AP Photo/Paul Sancya
In a nation conceived in a violent revolution, and whose popular culture revels in entertainment violence, it should perhaps come as no surprise that the presidential frontrunner of one of our two major political parties is carving a path to victory fueled in part by aggression. And yet the political fortunes of Donald J. Trump, with his calls to fisticuffs and worse, continue to shock.
After a week marked by scuffles at his campaign rallies, and controversy over his campaign manager's manhandling of a female reporter, Trump is riding high, having just swept most of the primaries held on Tuesday, even defeating a sitting U.S. senator in his own state. Trump is winning not despite this incitement; he is winning partly because of it.
There is little doubt that Trump's racially charged and incendiary rhetoric is the legacy of movement conservatism's nurturing of resentment among a significant faction of white Americans unnerved by cultural shifts that empower people long shunted to the margins, whether by virtue of race, religion, or gender. Yet Trump's triumph relies not on factional resentment alone. He is also tapping into a broad national trait: Americans' love of violence. For that, we must all take responsibility.
We are nation that has seen the lynch mob and the Trail of Tears, school shootings and gang warfare, police killings of unarmed civilians, open-carry gun laws, and one of the highest murder rates by gun of any Western nation.
We are a nation whose political history is marred by assassinations and assassination attempts-always attributed to the poor mental health or ideology of the lone assassin, and rarely followed by the question: Why do we have so many?
Even as we bemoan all the incidents of violence against black people, against women, against little school children, a check of most Americans' entertainment habits reveals that even the most docile among us find our diversion in murder and mayhem. Our most popular professional sport is a spectacle of large men ramming into each other, relying on the willingness of players to risk traumatic head injury.
I do not mean to suggest that the depiction of violence should not exist in dramas high and low. Violence is an unfortunate fact of life nearly everywhere-but in America it is virtually worshipped. Many of our highest-grossing movies drip with blood. And let's not even get started on the video games.
Donald Trump, showman that he is, instinctually knows all this. It is a fact inescapable to anyone who watches television ratings as closely as does the likely Republican standard-bearer.

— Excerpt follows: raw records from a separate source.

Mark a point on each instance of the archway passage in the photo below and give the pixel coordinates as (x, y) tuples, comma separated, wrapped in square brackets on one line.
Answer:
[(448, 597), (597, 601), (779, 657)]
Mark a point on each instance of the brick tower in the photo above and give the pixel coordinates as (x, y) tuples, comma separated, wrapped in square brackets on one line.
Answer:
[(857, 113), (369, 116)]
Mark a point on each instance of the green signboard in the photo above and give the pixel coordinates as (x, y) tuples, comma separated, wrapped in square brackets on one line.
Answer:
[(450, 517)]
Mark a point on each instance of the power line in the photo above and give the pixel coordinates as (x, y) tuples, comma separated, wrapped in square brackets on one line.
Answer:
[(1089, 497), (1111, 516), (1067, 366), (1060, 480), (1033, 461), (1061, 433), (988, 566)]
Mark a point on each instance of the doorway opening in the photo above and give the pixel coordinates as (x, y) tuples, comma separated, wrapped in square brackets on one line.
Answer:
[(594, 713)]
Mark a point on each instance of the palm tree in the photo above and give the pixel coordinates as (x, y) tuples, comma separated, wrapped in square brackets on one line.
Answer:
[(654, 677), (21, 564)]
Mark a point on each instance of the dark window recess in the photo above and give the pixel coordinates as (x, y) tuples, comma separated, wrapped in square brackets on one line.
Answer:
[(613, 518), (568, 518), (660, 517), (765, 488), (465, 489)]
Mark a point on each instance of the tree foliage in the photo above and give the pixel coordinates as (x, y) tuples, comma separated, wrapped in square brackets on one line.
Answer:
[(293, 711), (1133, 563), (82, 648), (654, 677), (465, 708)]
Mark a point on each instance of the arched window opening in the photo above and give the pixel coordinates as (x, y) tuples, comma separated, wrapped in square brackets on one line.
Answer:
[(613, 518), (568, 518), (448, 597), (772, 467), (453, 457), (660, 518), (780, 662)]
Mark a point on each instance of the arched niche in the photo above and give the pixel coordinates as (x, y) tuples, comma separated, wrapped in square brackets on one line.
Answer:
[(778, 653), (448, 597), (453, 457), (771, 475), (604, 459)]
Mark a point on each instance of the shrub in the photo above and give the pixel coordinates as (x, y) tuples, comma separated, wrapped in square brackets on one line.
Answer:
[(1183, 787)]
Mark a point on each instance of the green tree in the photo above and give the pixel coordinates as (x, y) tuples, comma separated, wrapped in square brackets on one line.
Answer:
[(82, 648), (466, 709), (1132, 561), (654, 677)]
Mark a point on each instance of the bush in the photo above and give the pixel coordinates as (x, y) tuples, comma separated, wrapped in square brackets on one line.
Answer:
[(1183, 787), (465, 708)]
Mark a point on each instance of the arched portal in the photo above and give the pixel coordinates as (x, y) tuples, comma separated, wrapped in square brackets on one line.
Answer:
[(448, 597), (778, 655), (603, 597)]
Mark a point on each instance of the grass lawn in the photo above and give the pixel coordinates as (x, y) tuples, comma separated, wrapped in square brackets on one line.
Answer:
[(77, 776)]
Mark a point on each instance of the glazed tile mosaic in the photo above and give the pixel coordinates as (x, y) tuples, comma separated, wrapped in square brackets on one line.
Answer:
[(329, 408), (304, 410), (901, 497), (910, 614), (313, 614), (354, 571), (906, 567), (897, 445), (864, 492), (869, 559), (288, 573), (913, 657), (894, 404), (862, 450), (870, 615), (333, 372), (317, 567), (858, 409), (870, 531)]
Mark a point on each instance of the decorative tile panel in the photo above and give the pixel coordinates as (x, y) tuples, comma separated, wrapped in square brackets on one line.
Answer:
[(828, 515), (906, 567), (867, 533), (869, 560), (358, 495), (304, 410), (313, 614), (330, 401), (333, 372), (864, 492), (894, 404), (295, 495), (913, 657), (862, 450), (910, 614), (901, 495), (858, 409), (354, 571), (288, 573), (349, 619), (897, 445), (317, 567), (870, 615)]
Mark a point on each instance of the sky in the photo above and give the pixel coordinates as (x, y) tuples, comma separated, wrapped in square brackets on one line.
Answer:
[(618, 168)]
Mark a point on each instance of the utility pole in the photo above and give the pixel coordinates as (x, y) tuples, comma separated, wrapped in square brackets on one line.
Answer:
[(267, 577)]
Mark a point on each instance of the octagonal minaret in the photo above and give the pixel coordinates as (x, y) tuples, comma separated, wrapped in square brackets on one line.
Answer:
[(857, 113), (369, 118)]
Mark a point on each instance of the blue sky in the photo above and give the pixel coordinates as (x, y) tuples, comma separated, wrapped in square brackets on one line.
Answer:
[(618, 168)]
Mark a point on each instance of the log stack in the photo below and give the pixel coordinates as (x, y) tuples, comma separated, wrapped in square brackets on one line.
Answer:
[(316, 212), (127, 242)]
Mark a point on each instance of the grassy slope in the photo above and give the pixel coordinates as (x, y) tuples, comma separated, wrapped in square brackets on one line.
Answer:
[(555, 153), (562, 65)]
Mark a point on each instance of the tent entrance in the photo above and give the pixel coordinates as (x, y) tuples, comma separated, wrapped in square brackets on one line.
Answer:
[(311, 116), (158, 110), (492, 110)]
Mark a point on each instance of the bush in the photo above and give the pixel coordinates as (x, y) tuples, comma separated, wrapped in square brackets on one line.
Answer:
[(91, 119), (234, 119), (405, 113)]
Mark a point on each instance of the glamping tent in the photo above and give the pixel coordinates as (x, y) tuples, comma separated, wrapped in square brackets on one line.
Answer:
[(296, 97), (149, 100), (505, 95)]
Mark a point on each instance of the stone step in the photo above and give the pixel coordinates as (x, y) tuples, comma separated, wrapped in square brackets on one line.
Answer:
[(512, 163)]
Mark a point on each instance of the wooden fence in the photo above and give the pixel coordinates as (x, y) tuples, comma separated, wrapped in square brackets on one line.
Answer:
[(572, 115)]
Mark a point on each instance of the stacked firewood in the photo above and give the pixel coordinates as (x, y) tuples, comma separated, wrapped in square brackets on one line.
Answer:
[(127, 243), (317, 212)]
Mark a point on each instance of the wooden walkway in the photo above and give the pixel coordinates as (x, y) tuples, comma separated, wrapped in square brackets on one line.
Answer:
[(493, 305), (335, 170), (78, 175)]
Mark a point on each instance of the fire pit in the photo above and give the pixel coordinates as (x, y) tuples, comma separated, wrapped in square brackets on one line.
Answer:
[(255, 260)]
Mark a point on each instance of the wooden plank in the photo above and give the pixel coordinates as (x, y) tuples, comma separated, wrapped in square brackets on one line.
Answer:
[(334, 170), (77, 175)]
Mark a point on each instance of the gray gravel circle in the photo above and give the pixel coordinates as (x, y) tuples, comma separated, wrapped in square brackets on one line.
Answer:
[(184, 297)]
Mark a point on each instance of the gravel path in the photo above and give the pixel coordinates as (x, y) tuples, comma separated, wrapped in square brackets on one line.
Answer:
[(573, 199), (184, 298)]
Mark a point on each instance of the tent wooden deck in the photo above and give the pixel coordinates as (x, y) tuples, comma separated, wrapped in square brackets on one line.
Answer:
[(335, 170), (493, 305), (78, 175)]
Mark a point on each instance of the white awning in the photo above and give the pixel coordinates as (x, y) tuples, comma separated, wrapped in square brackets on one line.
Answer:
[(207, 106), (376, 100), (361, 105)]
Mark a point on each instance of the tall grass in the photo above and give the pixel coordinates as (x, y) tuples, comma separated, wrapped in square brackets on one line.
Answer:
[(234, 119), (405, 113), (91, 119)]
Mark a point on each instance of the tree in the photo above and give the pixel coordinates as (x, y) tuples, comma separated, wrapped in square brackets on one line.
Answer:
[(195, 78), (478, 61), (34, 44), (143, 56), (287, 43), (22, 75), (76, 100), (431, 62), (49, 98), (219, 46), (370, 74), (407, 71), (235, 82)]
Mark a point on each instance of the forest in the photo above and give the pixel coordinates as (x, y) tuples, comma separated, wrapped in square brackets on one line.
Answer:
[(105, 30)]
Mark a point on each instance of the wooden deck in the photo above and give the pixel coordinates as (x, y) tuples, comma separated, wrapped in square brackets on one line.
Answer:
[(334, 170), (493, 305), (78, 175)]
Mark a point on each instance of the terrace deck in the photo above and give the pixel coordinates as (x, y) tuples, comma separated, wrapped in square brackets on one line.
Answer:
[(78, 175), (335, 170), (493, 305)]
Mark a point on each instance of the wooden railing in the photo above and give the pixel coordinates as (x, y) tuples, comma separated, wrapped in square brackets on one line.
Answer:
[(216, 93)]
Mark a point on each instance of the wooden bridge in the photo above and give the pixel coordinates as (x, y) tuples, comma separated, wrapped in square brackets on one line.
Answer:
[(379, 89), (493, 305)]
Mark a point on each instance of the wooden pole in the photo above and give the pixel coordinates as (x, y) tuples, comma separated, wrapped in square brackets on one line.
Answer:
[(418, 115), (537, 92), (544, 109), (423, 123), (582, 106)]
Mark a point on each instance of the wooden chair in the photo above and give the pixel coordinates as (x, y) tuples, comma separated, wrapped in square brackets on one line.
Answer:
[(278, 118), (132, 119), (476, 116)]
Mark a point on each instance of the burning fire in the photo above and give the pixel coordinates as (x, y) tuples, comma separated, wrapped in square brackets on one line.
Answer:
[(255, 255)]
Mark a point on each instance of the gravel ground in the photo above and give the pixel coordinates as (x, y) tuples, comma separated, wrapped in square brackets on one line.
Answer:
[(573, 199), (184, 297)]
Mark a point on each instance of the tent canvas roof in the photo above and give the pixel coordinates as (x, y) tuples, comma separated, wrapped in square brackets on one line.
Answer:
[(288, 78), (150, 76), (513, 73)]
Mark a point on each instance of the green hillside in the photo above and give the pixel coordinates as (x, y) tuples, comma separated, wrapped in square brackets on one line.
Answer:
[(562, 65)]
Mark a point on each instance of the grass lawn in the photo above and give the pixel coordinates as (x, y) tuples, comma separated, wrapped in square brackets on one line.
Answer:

Trump should have known what to expect when his campaign planned a rally in the heart of Chicago, at a public university with a racially diverse student body, and then called it off after the room was filled with Trump supporters and a significant number of mostly non-white Trump opponents.
For Trump, it was the inevitable outcome of his increasingly violent rhetoric against those who disrupt his rallies to challenged his attacks on immigrants and Muslims, among others. Trump claimed unconvincingly that law enforcement officials urged him to cancel, an assertion that Chicago police deny. But how could Trump not have anticipated the mayhem that would ensue when his supporters, who had waited hours for his appearance, were told he would not make it because of the ostensible threat posed by protesters - the very kinds of people whom Trump, in past appearances, has said deserve to be "punch[ed] in the face" and "taken out on a stretcher"?
The mainstream media are now openly speculating on the possibility of violence, either in the streets or inside the hall, at the Republican National Convention in Cleveland
, especially as certain GOP elites maneuver to deprive Trump of the nomination. Comparisons are being made to the Democratic National Convention of 1968, but these are not apt.
Back then, Hubert Humphrey-the Democratic presidential nominee whose legitimacy was disputed by large numbers of young protesters in the streets of Chicago-did not call for police to beat his detractors (as they did). No party standard-bearer or leader suggested to disgruntled party regulars that they should punch out members of the media, despite the blow that then landed on Dan Rather.
With the Trump candidacy, violence is not merely the outcome of a toxic campaign; it's the show, it's the game. A feature, not a bug. And a savvy, cynical calculation of the kind of show that turns America on.